An important element of the Office for Students’ (OfS’s) work around equality of opportunity is ensuring that there are flexible and diverse pathways into higher education.
It is important for individual universities and colleges, and the wider sector, to consider ways to widen the pool of people experiencing higher education.
One way to do that is through higher education short courses, which are designed to enable flexible learning and to help students develop skills needed by employers and the economy.
Today, the OfS has published the findings of an independent evaluation of a trial which has piloted access to student finance for these courses. The pilot, which is a collaboration between the OfS and the Department for Education, launched in August 2021 and continues until August 2025.
To launch the trial, the OfS allocated £2 million of funding across 22 higher education providers from all over the country via a Challenge Competition to develop and adapt components of existing courses at Levels 4 to 6 into short courses. This funding sought to assess the demand from students to access short-term provision and help to build understanding about short course participation more generally, ahead of the Lifelong Learning Entitlement planned for 2025 onwards.
Findings from the pilot show that:
- The universities and colleges funded for this work developed nearly 100 courses.
- Those students who did enrol on the courses reported positive experiences, and there was strong engagement from employers throughout the process.
- However, there was low take-up of the courses overall, with many courses not launched due to lack of demand. As result there was low take-up of the related student loan.

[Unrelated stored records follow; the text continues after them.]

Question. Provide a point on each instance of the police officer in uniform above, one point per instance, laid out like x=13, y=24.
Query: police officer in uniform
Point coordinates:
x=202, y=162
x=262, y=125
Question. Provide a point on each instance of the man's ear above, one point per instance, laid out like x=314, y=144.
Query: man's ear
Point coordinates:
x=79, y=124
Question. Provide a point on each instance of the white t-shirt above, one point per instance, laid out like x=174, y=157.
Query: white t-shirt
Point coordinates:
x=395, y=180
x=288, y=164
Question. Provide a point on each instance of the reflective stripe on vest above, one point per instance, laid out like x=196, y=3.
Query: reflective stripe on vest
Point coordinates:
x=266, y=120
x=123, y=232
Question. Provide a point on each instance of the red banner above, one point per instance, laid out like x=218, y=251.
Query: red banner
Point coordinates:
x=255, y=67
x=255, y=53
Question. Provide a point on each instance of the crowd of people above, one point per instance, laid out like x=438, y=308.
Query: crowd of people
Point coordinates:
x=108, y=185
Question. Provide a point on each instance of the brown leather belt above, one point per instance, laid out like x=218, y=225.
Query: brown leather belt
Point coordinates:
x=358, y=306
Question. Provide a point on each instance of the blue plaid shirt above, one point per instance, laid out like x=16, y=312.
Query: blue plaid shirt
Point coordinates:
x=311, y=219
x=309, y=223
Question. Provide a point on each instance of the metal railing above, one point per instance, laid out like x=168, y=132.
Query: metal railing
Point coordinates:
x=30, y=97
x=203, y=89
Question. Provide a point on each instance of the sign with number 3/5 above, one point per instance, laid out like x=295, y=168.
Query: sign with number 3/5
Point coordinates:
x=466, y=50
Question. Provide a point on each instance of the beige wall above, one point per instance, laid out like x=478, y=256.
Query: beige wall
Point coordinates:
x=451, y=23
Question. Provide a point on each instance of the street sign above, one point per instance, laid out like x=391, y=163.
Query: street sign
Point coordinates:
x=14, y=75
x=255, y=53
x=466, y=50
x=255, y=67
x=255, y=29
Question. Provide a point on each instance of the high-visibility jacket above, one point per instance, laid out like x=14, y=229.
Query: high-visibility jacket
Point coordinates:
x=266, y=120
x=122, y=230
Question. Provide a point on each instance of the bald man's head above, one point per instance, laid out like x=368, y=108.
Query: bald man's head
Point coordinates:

- The report suggests this lack of demand was caused, in part, by: a lack of time to promote and market the courses; lack of understanding of which prospective students to market the courses to; and a lack of understanding about the content and benefits of short courses.
While it is disappointing that enrolments were lower than expected, it is important to emphasise the novel nature of this work and that universities and colleges worked swiftly to develop innovative new courses at speed and with limited resources. That is to be commended, and the OfS is grateful to all of those universities and colleges that worked to develop courses. Their commitment to this way of working will help the whole sector to consider how and whether short courses can play a part in their offer to prospective students. The courses that they have developed are important in and of themselves – offering students the opportunity to upskill and retrain.
The trial also saw many examples of collaborative working in the development and delivery of the courses. Universities and colleges worked with a range of partners to design the courses, including local and national businesses, local authorities and NHS trusts. Even where these courses have not got off the ground, we hope that universities and colleges will consider how they can carry forward this collaborative way of working as they developed future courses.
The evaluation provides a range of recommendations for the OfS, which we will carefully consider in how we run future funding calls of this kind. There was useful feedback about the timing and design of this type of funding competition and the practicalities for universities and colleges in the delivery of funding and the design of courses.
There are also recommendations for the sector as a whole, as well as individual universities and colleges. These include the importance of raising awareness around short courses, as well as being prepared to experiment with course design and delivery.
Providing alternative routes into higher education is tricky work. But it is important. And, as the trial progresses, the OfS will continue to support those universities and colleges offering short courses as one option for students to further develop their skills.